Bill Montgomery defends choice to offer plea to Dwyer

Maricopa County Attorney Bill Montgomery defended a plea deal reached with former NFL Player Jonathan Dwyer.

Last week Dwyer pleaded guilty to a much lesser charge of disorderly conduct. Many have questioned if Dwyer got special treatment.

Montgomery showed us a picture of Dwyer's ex-wife's face and her injuries to help explain why he agreed to a plea deal. He wouldn't let us take video of the photo, but it does show a little bit of redness but no bruising. He says it would have been tough to prove if they'd gone to trial.

Arizona Cardinals player Jonathan Dwyer is on 18-months probation after reaching a plea deal with prosecutors. Eight counts against Dwyer including felony aggravated assault were dropped. In the deal, Dwyer pleaded guilty to a misdemeanor count of disorderly conduct.

"There is no one in this country who is above the law, no one in this country who is below the law," said Maricopa County Attorney Bill Montgomery.

Montgomery denies Dwyer was given special treatment because of his NFL career. 

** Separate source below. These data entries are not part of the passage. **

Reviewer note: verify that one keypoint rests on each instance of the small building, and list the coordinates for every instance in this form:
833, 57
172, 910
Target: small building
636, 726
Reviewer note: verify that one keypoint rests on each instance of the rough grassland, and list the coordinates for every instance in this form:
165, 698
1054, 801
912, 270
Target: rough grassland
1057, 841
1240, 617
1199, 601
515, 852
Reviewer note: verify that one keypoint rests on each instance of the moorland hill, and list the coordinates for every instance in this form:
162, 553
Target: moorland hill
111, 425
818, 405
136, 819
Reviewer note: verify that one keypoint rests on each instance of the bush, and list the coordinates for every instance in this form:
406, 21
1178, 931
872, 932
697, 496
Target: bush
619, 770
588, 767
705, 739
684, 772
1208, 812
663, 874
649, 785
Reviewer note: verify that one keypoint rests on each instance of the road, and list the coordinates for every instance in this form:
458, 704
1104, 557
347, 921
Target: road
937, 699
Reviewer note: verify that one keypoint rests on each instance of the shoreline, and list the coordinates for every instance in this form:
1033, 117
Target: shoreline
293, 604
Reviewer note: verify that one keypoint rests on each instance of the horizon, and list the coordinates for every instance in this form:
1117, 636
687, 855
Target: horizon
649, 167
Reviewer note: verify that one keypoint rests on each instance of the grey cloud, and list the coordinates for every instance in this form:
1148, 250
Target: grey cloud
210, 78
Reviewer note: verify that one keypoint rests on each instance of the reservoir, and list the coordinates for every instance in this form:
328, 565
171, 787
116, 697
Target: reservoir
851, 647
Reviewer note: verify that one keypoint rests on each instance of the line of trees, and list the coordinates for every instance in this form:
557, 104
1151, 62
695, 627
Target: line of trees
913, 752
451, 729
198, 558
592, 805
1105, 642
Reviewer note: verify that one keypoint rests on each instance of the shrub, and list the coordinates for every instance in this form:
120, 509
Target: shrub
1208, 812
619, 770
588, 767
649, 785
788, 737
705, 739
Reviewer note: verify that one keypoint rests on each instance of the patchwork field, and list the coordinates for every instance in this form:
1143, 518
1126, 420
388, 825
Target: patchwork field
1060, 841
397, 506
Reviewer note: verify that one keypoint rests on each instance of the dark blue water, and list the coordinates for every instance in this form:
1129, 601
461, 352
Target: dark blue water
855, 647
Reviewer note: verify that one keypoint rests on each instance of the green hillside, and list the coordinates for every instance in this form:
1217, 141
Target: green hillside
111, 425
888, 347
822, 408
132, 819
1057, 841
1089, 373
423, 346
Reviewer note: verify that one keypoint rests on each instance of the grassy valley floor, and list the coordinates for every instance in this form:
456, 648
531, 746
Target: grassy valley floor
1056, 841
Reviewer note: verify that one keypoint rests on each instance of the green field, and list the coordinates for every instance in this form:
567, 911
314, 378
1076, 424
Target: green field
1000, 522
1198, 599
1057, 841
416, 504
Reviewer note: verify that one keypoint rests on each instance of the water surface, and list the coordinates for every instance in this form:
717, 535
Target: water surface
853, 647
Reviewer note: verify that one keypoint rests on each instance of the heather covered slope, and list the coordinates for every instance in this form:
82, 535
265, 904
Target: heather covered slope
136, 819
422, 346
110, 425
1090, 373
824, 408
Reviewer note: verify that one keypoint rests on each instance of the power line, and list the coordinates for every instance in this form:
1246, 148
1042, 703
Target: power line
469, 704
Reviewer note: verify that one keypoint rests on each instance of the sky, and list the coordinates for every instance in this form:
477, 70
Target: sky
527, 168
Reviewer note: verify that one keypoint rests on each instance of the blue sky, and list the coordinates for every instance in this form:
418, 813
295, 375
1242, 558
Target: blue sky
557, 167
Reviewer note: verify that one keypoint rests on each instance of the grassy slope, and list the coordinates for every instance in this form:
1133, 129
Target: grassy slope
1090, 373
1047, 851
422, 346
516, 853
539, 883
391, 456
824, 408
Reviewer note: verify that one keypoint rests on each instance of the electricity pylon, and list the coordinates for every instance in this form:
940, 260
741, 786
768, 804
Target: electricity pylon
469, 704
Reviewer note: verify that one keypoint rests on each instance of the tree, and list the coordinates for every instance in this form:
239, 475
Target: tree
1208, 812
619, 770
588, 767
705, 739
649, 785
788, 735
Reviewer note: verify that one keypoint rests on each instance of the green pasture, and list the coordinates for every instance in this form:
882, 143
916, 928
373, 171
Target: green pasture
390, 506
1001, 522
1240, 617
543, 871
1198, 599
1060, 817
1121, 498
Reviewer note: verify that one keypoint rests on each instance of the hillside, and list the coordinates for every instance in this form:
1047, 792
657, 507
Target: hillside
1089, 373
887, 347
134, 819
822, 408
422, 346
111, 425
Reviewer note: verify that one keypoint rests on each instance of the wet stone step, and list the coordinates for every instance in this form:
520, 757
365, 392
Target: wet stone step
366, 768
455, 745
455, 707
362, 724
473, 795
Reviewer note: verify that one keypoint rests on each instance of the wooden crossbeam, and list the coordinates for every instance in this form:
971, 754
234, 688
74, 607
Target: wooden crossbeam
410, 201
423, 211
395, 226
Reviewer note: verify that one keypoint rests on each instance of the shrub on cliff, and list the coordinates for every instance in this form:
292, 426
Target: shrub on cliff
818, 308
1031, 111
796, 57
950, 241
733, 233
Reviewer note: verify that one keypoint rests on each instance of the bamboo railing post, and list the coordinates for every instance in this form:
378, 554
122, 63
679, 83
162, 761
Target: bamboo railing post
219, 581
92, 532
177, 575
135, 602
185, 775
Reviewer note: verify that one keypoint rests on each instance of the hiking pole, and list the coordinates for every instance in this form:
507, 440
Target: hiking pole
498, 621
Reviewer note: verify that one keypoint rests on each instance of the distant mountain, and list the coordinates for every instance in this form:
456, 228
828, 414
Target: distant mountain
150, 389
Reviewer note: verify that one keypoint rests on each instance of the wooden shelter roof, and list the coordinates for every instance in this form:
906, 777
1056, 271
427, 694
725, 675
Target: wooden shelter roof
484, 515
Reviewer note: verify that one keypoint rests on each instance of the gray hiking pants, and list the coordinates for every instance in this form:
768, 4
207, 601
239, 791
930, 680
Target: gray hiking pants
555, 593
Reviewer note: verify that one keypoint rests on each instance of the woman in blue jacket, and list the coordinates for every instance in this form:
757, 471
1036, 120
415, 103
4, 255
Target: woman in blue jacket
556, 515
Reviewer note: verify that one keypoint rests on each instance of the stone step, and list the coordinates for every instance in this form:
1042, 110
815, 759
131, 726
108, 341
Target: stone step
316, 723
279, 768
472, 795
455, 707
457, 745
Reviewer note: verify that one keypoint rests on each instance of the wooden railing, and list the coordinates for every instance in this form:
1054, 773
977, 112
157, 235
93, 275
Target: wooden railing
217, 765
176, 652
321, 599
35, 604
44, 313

"It doesn't make a difference what someone's last name is, how much money they make, or whose jersey they wear," he said.

Montgomery said evidence in the case wasn't very strong. One of the main reasons is Dwyer's wife waited weeks to report the alleged attack, and then told officers and prosecutors she didn't want Dwyer to be punished. 

Montgomery said Dwyer's wife also waited days to take photos of her alleged injuries.

"A picture of the nose that didn't show any bruising, mild redness, a little bit of swelling, the examination of her nose by a doctor didn't notice any bruising," said Montgomery.

An x-ray showed a mild fracture at the tip of the nose, but Montgomery said defense attorneys would have argued there is no telling when that nasal fracture could have happened. Police also had photos of a hole Dwyer allegedly punched through the wall, along with a picture of a knife Dwyer allegedly texted to his wife saying he wanted his life to be over. 

Still Montgomery says that doesn't prove his case beyond a reasonable doubt.

Dwyer's disorderly conduct conviction is a domestic violence offense. Montgomery says he will be on probation for 18 months and have to attend anger management courses.